In Mel Brooks’ “Blazing Saddles,” Karras played a not-so-bright, rough-around-the-edges outlaw who not only slugged a horse but also delivered the classic line: “Mongo only pawn in game of life.”
In the 1980s, he played a sheriff in the comedy “Porky’s” and became a hit on TV as Emmanuel Lewis’ adoptive father, George Papadapolis, in the sitcom “Webster.”
“I had a very heavy heart (Wednesday) morning and I did not know why. I understand now,” Lewis said. “Rest in peace, my friend.”
Karras also had roles in “Against All Odds” and “Victor/Victoria.” He portrayed the husband of famed female athlete Babe Didrikson Zaharias in the TV movie “Babe” that starred Clark in the title role. The two later formed their own production company.
Clark has said that Karras started to show signs of dementia more than a dozen years ago, and she said his quality of life had deteriorated because of head injuries sustained during his playing career. He could no longer drive and couldn’t remember recipes for some of the favorite Italian and Greek dishes he used to cook, she said.
In April, he became the lead plaintiff in a suit filed in U.S. District Court in Philadelphia. He is among about 3,500 retired football players who accuse the league of not protecting them better from head injuries.
“This physical beating that he took as a football player has impacted his life, and therefore it has impacted his family life,” Clark said earlier this year. “He is interested in making the game of football safer and hoping that other families of retired players will have a healthier and happier retirement.”
The NFL maintains that it did not intentionally seek to mislead players and says it has taken action to better protect players and advance the science of concussion management and treatment.
“It’s an ironic tragedy that Alex had to live with devastating effects from playing the game he loved,” Mitnick said.
He said the NFL on Aug. 30 filed a motion to dismiss all the players’ actions, and the plaintiffs’ response is due Oct. 30.
Mitnick said the family hasn’t decided whether to donate Karras’ brain for study, as other families have done.
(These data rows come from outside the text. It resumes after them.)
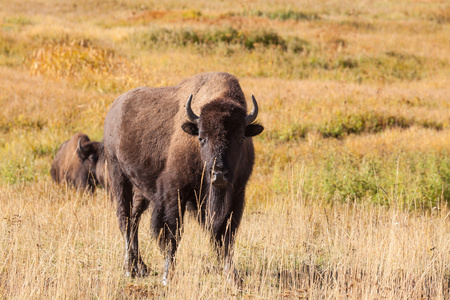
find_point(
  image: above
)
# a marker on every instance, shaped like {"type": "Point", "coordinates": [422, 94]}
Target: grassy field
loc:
{"type": "Point", "coordinates": [351, 190]}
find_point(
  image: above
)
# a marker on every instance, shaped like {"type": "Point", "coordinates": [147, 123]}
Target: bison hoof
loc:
{"type": "Point", "coordinates": [140, 270]}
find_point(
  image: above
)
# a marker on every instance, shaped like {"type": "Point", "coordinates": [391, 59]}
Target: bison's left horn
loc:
{"type": "Point", "coordinates": [80, 150]}
{"type": "Point", "coordinates": [253, 114]}
{"type": "Point", "coordinates": [190, 114]}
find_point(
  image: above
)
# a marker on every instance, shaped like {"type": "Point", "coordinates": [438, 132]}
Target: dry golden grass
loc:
{"type": "Point", "coordinates": [349, 196]}
{"type": "Point", "coordinates": [70, 248]}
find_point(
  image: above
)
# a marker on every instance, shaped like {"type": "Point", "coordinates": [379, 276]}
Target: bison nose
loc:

The family released a statement listing his other ailments as kidney failure, which recently hospitalized him, stomach cancer and heart disease.
Karras later wrote an autobiography, “Even Big Guys Cry,” and two other books, “Alex Karras’ and “Tuesday Night Football.”
In addition to Clark, his wife of 37 years, he is survived by their daughter and his four children from his first marriage to the late Joan Powell.